Inspectors find elevated enrichment

Paul Richter Tribune Washington bureau

VIENNA – United Nations experts are investigating why tiny particles of uranium found in an underground Iranian nuclear facility had been enriched beyond levels previously acknowledged, a discovery that raised questions about whether Iran is getting closer to creating weapons-grade material for a nuclear bomb.

Inspectors from the International Atomic Energy Agency found traces of uranium enriched up to 27 percent – more than the 20 percent maximum level Iran has claimed – when they visited the Fordow enrichment facility in February. About 90 percent enrichment is needed for a nuclear bomb, though the path from 20 percent to weapons-grade is technically short.

The Obama administration and diplomats cautioned that the trace particles don’t necessarily mean Iran is secretly seeking higher enrichment levels. They said Iran’s technicians may have initially miscalibrated highly sensitive cascades of centrifuges, which spin at intense speeds to enrich uranium before adjusting them down to the 20 percent level.

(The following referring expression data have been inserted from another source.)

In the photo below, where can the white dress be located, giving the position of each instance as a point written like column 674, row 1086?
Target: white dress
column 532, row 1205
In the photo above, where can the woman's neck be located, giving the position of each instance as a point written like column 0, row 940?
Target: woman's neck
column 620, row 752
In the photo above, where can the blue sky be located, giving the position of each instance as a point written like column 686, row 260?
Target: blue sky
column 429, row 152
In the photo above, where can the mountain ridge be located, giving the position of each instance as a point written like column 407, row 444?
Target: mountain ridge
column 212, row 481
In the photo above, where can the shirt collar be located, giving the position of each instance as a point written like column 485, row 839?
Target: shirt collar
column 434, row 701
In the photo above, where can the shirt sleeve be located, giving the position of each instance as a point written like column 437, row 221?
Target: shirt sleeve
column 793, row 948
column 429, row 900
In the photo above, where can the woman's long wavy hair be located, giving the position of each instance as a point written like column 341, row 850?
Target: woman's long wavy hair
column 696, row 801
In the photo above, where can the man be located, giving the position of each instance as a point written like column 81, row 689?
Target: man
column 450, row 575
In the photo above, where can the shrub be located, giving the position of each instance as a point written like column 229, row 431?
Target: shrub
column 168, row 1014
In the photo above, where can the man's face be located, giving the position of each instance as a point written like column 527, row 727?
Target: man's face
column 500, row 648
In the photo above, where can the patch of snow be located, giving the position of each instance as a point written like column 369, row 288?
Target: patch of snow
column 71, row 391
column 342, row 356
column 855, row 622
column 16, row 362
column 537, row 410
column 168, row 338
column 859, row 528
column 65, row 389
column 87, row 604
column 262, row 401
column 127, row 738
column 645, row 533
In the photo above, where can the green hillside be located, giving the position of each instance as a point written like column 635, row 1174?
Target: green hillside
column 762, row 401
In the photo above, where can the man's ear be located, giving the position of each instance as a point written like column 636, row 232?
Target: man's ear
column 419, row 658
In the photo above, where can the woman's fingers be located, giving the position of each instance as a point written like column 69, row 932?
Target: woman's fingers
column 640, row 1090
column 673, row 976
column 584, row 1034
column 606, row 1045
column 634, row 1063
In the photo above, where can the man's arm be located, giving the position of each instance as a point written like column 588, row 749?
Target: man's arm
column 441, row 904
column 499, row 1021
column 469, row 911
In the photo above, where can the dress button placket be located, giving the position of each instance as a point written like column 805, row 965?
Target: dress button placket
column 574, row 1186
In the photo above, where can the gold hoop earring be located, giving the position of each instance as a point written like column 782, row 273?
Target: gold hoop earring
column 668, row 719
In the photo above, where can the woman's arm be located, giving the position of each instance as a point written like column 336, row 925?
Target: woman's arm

But the revelation, made public in a United Nations report released Friday, may complicate diplomacy aimed at curbing Iran’s nuclear program by providing ammunition to those who contend that the government intends to develop a nuclear weapons capability.

The disclosure came after two days of inconclusive talks in Baghdad between Iranian officials and negotiators from the five permanent members of the U.N. Security Council plus Germany.

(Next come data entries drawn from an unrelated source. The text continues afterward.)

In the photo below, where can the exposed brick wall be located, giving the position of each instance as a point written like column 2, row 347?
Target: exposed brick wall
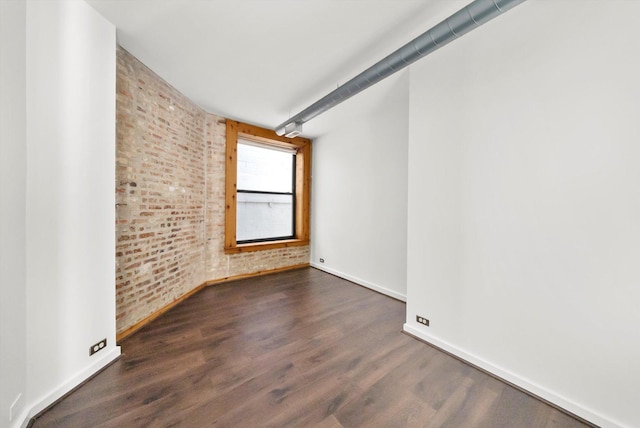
column 170, row 184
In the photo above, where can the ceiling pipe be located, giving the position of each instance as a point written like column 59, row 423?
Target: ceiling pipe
column 466, row 19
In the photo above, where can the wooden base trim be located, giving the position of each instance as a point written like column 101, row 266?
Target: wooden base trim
column 254, row 274
column 137, row 326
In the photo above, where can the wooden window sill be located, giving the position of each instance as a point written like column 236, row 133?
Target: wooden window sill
column 271, row 245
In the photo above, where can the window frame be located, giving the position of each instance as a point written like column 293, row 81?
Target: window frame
column 302, row 197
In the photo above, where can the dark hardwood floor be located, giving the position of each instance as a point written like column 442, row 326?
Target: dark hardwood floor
column 295, row 349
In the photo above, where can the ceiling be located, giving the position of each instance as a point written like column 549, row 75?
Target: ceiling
column 262, row 61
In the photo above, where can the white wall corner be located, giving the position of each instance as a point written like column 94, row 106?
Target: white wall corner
column 375, row 287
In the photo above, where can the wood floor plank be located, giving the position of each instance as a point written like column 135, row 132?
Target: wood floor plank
column 295, row 349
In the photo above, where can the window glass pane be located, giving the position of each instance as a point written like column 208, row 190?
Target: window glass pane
column 263, row 216
column 264, row 169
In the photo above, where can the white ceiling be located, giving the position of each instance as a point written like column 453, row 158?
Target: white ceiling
column 260, row 61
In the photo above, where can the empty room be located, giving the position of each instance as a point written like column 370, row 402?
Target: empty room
column 319, row 213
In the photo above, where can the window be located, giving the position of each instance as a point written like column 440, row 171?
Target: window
column 267, row 189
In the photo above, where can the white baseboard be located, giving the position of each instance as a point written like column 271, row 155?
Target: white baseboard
column 361, row 282
column 68, row 385
column 523, row 383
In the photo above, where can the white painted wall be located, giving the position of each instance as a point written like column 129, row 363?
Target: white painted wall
column 524, row 202
column 70, row 215
column 13, row 156
column 359, row 197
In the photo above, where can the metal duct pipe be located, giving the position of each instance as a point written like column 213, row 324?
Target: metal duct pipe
column 466, row 19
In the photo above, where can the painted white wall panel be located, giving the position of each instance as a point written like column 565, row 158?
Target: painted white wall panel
column 13, row 157
column 523, row 236
column 70, row 214
column 359, row 195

The chief U.S. negotiator, Undersecretary of State Wendy Sherman, flew Friday to Israel, where Prime Minister Benjamin Netanyahu and other officials have warned that Iran is trying to use the talks as a delaying tactic to move closer to a nuclear weapons capability. Israel has threatened to use military action if necessary to stop Iran’s nuclear progress.

In Washington, Obama administration officials said they believed the higher-enriched particles probably were produced during the centrifuge cascade startup, not by secret enrichment activity.

“There are a number of possible explanations for this, including the one that the Iranians have provided,” Victoria Nuland, the State Department spokeswoman, said at a news briefing. “We are going to depend on the IAEA to get to the bottom of it.”

The IAEA, the U.N.’s nuclear monitoring agency, asked Iran for an explanation this month, and the government responded May 5. The “production of such particles ‘above the target value’ may happen for technical reasons beyond the operator’s control,” they wrote.

A diplomat in Vienna said the explanation was plausible and that inspectors previously had found particles enriched above expected levels at Natanz, Iran’s other main enrichment facility.